Personal information
- Full name: Timothy Allen
- Born: 12 October 1970 (age 55)
- Original team: Mornington
- Draft: No. 29, 1988 national draft
- Height: 191 cm (6 ft 3 in)
- Weight: 85 kg (187 lb)
- Position: Full-forward

Playing career^{1}
- Years: Club / Games (Goals)
- 1991–1992: St Kilda / 22 (13)
- 1993–1994: Hawthorn / 11 0(4)
- 1995: Geelong / 01 0(0)
- Total:  / 34 (17)
- ^{1} Playing statistics correct to the end of 1995.

= Tim Allen (footballer) =

Australian rules footballer (born 1970)

Timothy Allen (born 12 October 1970) is a former Australian rules footballer who played with St Kilda, Hawthorn and Geelong in the Australian Football League (AFL) during the 1990s.

Selected in the 1988 VFL Draft, Allen was a key forward and spent most of his four seasons at St Kilda in the reserves. His preferred position was full-forward but as St Kilda had Tony Lockett at the time his opportunities were limited. He finally broke into the seniors towards the end of the 1991 AFL season and played five games. In the 1992 season he was selected more regularly and appeared in 17 of a possible 23 games.

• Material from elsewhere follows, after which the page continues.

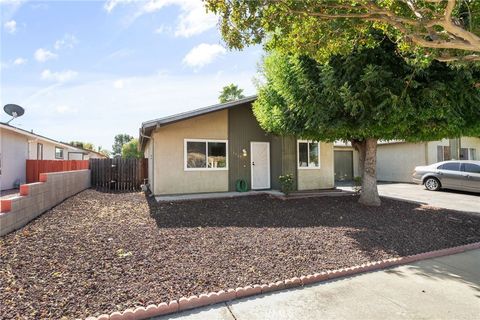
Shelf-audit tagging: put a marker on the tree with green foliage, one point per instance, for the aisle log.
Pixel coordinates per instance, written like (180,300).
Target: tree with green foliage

Allen, who was used in the ruck on occasions, received three Brownlow Medal votes for his 22 disposal effort in a win over Adelaide that year.

He was traded to Hawthorn at the end of the season, in return for the 119th pick of the 1992 AFL draft. In two seasons, he played just eleven games and nominated for the 1994 draft. Geelong secured him with pick 81 but with the club having appeared in two of the last three grand finals, it was always going to be difficult to make it into the seniors. They made the grand final again in 1995 and Allen's only game came in the final round of the home and away season, due to the absence of both Gary Ablett and Billy Brownless.

After leaving the AFL, Allen continued to play in the Mornington Peninsula Nepean Football League.